I know I was excited about this, and by the resultant blog traffic around this post, so was the world.
It did not come to pass. Twitter went through a talent change over and product pivot which resulted in what we have today: Twitter as a media relay system and a loosely bound social network.
The problem is: Twitter doesn’t have as much value — to me — in the long run operating this way.
Twitter to me fills a variety of roles:
- One to one messaging
- Information discovery
Each of these it does to various degrees of quality. i.e., Direct Messaging is problematic. However each of these functions has a corollary either in IETF protocols (SMTP, XMPP or HTTP), or auxiliary protocols (RSS).
And it serves each of these well, albeit in a bolt-on way that is not necessarily platform endemic. Links counting toward character counts, forced URL shortening, etc.
Payloads, annotations and Dark-Twitter were meant to fix some of these deficiencies, but it seems that Twitter as a Platform is not what the company wanted. I think the bigger problem though is that this what the company is best at. Right now we kludge this functionality into the Twitter they want us to use, in order to make the Twitter we actually want.
That is unfortunate.
I think given the inverted position Twitter sits in within its ecosystem compared to Facebook (meaning a one to many relay vs one to one), it serves a greater good, and a greater goal when the company finally comes to grips with the fact that they are better as an enabler for others rather than the end point of what they view their technology should enable.
Or put more simply: Twitter is more than Twitter, and Twitter the company is, to me at least, not the best at making products that surface the good and great that Twitter is and could be. Others do it better, and have to work around a broader macro product decision from Twitter to make things work the way they feel they should within their own products.
“Platforms evolve. When Annotations ship, there are going to be many new business opportunities on the Twitter platform in addition to those currently available. We know that companies and entrepreneurs will create things with Annotations that we couldn’t have imagined. Companies will emerge that provide all manner of rich data and meta-data services around and in Tweets.

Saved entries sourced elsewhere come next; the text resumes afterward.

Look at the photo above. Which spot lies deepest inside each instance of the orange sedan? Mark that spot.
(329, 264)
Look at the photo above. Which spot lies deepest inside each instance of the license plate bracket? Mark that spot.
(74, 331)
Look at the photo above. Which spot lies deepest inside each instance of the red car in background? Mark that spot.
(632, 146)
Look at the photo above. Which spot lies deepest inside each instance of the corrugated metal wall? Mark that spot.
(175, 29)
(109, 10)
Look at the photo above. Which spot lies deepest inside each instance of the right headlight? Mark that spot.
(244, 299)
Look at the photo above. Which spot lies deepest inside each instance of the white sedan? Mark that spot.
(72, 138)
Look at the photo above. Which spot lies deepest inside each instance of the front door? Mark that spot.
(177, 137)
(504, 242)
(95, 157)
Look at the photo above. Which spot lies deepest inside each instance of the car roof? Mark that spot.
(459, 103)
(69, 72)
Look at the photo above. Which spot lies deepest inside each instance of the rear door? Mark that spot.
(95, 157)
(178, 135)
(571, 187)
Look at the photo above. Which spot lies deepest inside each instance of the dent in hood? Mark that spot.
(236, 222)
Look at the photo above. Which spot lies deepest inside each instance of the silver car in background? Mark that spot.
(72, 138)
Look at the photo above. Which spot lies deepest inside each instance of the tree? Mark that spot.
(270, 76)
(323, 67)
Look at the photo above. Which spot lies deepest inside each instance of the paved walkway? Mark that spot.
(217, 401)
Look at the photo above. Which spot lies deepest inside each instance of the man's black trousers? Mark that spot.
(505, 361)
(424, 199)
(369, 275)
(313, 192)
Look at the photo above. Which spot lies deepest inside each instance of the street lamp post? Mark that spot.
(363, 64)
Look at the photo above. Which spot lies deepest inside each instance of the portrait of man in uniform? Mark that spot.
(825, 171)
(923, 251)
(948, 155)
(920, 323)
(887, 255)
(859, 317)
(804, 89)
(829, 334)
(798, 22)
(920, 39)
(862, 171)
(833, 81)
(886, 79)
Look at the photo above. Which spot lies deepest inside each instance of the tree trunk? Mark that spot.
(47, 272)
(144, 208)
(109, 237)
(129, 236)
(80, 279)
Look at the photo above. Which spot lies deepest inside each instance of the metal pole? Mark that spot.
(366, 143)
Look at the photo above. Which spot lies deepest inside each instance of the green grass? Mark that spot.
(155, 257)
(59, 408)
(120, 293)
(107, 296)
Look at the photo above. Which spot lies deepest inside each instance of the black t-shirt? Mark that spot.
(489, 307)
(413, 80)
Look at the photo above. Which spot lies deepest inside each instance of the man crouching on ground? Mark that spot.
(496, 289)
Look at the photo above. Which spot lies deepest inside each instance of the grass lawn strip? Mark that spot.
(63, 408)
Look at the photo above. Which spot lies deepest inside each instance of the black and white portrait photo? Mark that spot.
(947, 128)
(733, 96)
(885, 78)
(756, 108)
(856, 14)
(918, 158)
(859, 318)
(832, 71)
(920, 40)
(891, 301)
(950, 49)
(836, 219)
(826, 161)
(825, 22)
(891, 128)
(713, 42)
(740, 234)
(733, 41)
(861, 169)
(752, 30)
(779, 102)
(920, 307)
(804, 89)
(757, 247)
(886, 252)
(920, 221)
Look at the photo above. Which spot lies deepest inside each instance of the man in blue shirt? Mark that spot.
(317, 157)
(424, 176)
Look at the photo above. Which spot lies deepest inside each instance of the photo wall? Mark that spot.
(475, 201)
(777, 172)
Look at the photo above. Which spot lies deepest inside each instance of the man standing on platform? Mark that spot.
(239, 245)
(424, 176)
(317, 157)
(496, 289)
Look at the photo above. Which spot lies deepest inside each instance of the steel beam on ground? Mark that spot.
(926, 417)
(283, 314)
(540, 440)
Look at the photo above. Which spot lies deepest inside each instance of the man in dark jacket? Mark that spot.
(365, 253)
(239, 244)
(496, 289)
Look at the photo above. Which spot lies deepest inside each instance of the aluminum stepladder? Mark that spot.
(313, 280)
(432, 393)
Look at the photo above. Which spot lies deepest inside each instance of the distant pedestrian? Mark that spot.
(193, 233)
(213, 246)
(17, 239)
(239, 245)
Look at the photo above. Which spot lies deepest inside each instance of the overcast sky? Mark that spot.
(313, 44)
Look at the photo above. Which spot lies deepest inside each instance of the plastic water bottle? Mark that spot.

Twitter clients could begin to differentiate on their ability to service different data-rich verticals like Finance or Entertainment. Media companies in the ecosystem can begin to incorporate rich tagging capabilities. Much has been written about the opportunities afforded by Annotations because those that understand the benefits of extensible architectures understand their power and potential.”
“When annotation ships” would have been an amazing day.
I love Twitter as a platform, and I admire them greatly as a company and as executives. But I really hope that one day they wake up, go back to May 24, 2010 and revisit and relive the last day I was truly excited about a product decision they made.